The building, located at 14th and Walnut streets, was the brainchild of Joseph Franklin Porter, then-president of the Power & Light Company.
Porter commissioned local architects Hoit, Price & Barnes to house the company’s growing workforce.
The result was a 31-story, 476-foot-tall building, capped by lights that changed colors, creating a glow that was visible for many miles.
So spectacular was this new addition to Kansas City’s skyline, the Boy Scouts actually charged 25 cents for tours of the building.
During its heyday, there was a company doctor located in the building who treated work-related injuries.
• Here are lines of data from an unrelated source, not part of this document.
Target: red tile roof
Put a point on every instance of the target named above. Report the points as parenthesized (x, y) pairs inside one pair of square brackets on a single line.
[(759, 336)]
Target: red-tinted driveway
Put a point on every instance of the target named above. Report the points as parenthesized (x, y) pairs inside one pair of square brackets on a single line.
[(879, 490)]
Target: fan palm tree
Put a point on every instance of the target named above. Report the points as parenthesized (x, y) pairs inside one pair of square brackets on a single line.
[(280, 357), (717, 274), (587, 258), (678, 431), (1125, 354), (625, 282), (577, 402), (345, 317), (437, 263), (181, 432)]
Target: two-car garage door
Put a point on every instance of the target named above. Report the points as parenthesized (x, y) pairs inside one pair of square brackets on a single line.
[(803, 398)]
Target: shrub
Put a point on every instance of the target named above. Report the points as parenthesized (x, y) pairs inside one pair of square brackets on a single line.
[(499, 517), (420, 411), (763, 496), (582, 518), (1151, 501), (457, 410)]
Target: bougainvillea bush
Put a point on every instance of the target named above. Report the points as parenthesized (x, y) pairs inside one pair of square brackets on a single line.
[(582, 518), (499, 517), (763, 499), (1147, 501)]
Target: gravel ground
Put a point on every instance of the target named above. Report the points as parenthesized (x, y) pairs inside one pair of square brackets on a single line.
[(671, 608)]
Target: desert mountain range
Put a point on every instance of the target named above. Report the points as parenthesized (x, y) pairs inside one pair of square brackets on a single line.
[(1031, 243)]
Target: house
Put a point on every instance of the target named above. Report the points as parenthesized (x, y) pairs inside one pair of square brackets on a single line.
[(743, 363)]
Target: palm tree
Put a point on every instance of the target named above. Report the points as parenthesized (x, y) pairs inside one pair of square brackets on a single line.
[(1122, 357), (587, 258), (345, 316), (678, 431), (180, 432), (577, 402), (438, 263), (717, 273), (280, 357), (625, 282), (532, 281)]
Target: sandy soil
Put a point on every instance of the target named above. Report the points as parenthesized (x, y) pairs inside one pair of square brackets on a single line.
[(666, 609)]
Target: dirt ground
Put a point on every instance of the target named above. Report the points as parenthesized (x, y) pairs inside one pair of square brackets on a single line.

On the fourth and fifth floors, there was an actual 1,000-seat auditorium, complete with pink marble wainscoting and a movie-quality sound system.
For more than 45 years, it was the tallest habitable building in Missouri.
Over the years, however, the unique interior features of the building were replaced with modern “cube-farms.”
The Power & Light Company eventually moved their headquarters to 12th and Walnut streets in 1992 and is currently located at One Kansas City Place as newly-renamed Evergy.
In the late 1990s, the building’s fate seemed questionable as part of the new downtown entertainment district envisioned by theater mogul Stan Durwood.
The building still stands today and has undergone an extensive, $70-million renovation and restoration as an upscale downtown apartment project.
The postcard, No. 30 in a series published by Max Bernstein, was never mailed.